Merge pull request #35235 from foxish/node-controller-no-force-deletion

Automatic merge from submit-queue Node controller to not force delete pods Fixes https://github.com/kubernetes/kubernetes/issues/35145 - [x] e2e tests to test Petset, RC, Job. - [x] Remove and cover other locations where we force-delete pods within the NodeController. **Release note**:  ``` release-note Node controller no longer force-deletes pods from the api-server. * For StatefulSet (previously PetSet), this change means creation of replacement pods is blocked until old pods are definitely not running (indicated either by the kubelet returning from partitioned state, or deletion of the Node object, or deletion of the instance in the cloud provider, or force deletion of the pod from the api-server). This has the desirable outcome of "fencing" to prevent "split brain" scenarios. * For all other existing controllers except StatefulSet , this has no effect on the ability of the controller to replace pods because the controllers do not reuse pod names (they use generate-name). * User-written controllers that reuse names of pod objects should evaluate this change. ```
2026-01-13 11:25:19 +00:00 · 2016-11-01 20:08:57 -07:00
parent 7760c2f5fa 71941016c1
commit 49e7d640d9
10 changed files with 621 additions and 511 deletions
--- a/pkg/controller/node/controller_utils.go
+++ b/pkg/controller/node/controller_utils.go
@@ -19,7 +19,6 @@ package node
 import (
 	"fmt"
 	"strings"
-	"time"

 	"k8s.io/kubernetes/pkg/api"
 	"k8s.io/kubernetes/pkg/client/cache"
@@ -90,23 +89,9 @@ func forcefullyDeletePod(c clientset.Interface, pod *api.Pod) error {
 	return err
 }

-// forcefullyDeleteNode immediately deletes all pods on the node, and then
-// deletes the node itself.
-func forcefullyDeleteNode(kubeClient clientset.Interface, nodeName string, forcefulDeletePodFunc func(*api.Pod) error) error {
-	selector := fields.OneTermEqualSelector(api.PodHostField, nodeName)
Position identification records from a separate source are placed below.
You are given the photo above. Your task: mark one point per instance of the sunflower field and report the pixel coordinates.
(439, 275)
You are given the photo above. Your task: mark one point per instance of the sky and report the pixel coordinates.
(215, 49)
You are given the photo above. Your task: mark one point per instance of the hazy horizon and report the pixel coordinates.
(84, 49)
-	options := api.ListOptions{FieldSelector: selector}
-	pods, err := kubeClient.Core().Pods(api.NamespaceAll).List(options)
-	if err != nil {
-		return fmt.Errorf("unable to list pods on node %q: %v", nodeName, err)
-	}
-	for _, pod := range pods.Items {
-		if pod.Spec.NodeName != nodeName {
-			continue
-		}
-		if err := forcefulDeletePodFunc(&pod); err != nil {
-			return fmt.Errorf("unable to delete pod %q on node %q: %v", pod.Name, nodeName, err)
-		}
-	}
+// forcefullyDeleteNode immediately the node. The pods on the node are cleaned
+// up by the podGC.
+func forcefullyDeleteNode(kubeClient clientset.Interface, nodeName string) error {
 	if err := kubeClient.Core().Nodes().Delete(nodeName, nil); err != nil {
 		return fmt.Errorf("unable to delete node %q: %v", nodeName, err)
 	}
@@ -265,59 +250,3 @@ func recordNodeStatusChange(recorder record.EventRecorder, node *api.Node, new_s
 	// and event is recorded or neither should happen, see issue #6055.
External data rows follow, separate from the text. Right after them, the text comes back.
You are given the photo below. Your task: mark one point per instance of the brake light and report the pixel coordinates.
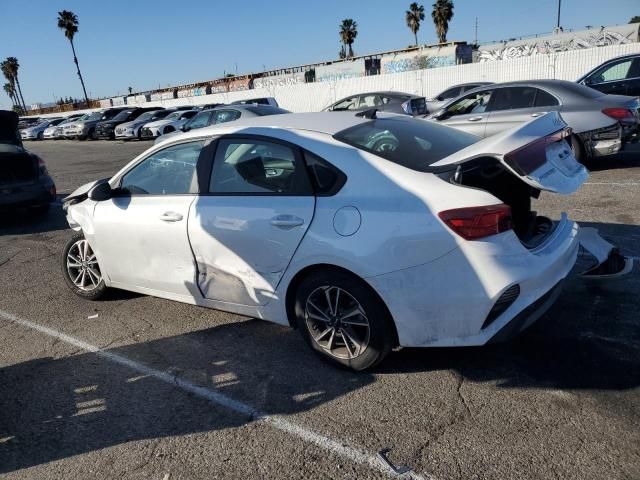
(528, 158)
(618, 113)
(473, 223)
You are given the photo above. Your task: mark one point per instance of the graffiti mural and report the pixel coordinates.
(560, 42)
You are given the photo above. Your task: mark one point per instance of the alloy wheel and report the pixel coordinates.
(337, 322)
(82, 266)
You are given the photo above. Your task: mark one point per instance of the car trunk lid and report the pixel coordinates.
(536, 152)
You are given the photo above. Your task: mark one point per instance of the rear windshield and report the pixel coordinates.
(410, 142)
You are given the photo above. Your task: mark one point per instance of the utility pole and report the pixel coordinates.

 	recorder.Eventf(ref, api.EventTypeNormal, new_status, "Node %s status is now: %s", node.Name, new_status)
 }
-
-// terminatePods will ensure all pods on the given node that are in terminating state are eventually
-// cleaned up. Returns true if the node has no pods in terminating state, a duration that indicates how
-// long before we should check again (the next deadline for a pod to complete), or an error.
-func terminatePods(kubeClient clientset.Interface, recorder record.EventRecorder, nodeName string, nodeUID string, since time.Time, maxGracePeriod time.Duration) (bool, time.Duration, error) {
-	// the time before we should try again
-	nextAttempt := time.Duration(0)
-	// have we deleted all pods
-	complete := true
-
-	selector := fields.OneTermEqualSelector(api.PodHostField, nodeName)
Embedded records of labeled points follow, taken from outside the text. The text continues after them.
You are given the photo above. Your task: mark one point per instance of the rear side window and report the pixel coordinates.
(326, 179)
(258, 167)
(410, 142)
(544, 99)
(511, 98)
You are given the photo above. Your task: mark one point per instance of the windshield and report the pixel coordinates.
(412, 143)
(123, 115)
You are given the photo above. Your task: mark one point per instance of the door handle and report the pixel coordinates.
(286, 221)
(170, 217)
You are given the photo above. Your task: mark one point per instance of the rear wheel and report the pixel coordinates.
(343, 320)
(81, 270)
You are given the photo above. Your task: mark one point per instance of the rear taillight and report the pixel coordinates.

-	options := api.ListOptions{FieldSelector: selector}
-	pods, err := kubeClient.Core().Pods(api.NamespaceAll).List(options)
-	if err != nil {
-		return false, nextAttempt, err
-	}
-
-	now := time.Now()
-	elapsed := now.Sub(since)
-	for _, pod := range pods.Items {
-		// Defensive check, also needed for tests.
-		if pod.Spec.NodeName != nodeName {
-			continue
-		}
-		// only clean terminated pods
-		if pod.DeletionGracePeriodSeconds == nil {
-			continue
-		}
-
-		// the user's requested grace period
-		grace := time.Duration(*pod.DeletionGracePeriodSeconds) * time.Second
-		if grace > maxGracePeriod {
-			grace = maxGracePeriod
-		}
-
-		// the time remaining before the pod should have been deleted
-		remaining := grace - elapsed
-		if remaining < 0 {
-			remaining = 0
-			glog.V(2).Infof("Removing pod %v after %s grace period", pod.Name, grace)
-			recordNodeEvent(recorder, nodeName, nodeUID, api.EventTypeNormal, "TerminatingEvictedPod", fmt.Sprintf("Pod %s has exceeded the grace period for deletion after being evicted from Node %q and is being force killed", pod.Name, nodeName))
-			if err := kubeClient.Core().Pods(pod.Namespace).Delete(pod.Name, api.NewDeleteOptions(0)); err != nil {
-				glog.Errorf("Error completing deletion of pod %s: %v", pod.Name, err)
-				complete = false
-			}
-		} else {
-			glog.V(2).Infof("Pod %v still terminating, requested grace period %s, %s remaining", pod.Name, grace, remaining)
-			complete = false
-		}
-
-		if nextAttempt < remaining {
-			nextAttempt = remaining
-		}
-	}
-	return complete, nextAttempt, nil
-}
--- a/pkg/controller/node/nodecontroller.go
+++ b/pkg/controller/node/nodecontroller.go
@@ -125,9 +125,8 @@ type NodeController struct {
 	// Lock to access evictor workers
 	evictorLock sync.Mutex
 	// workers that evicts pods from unresponsive nodes.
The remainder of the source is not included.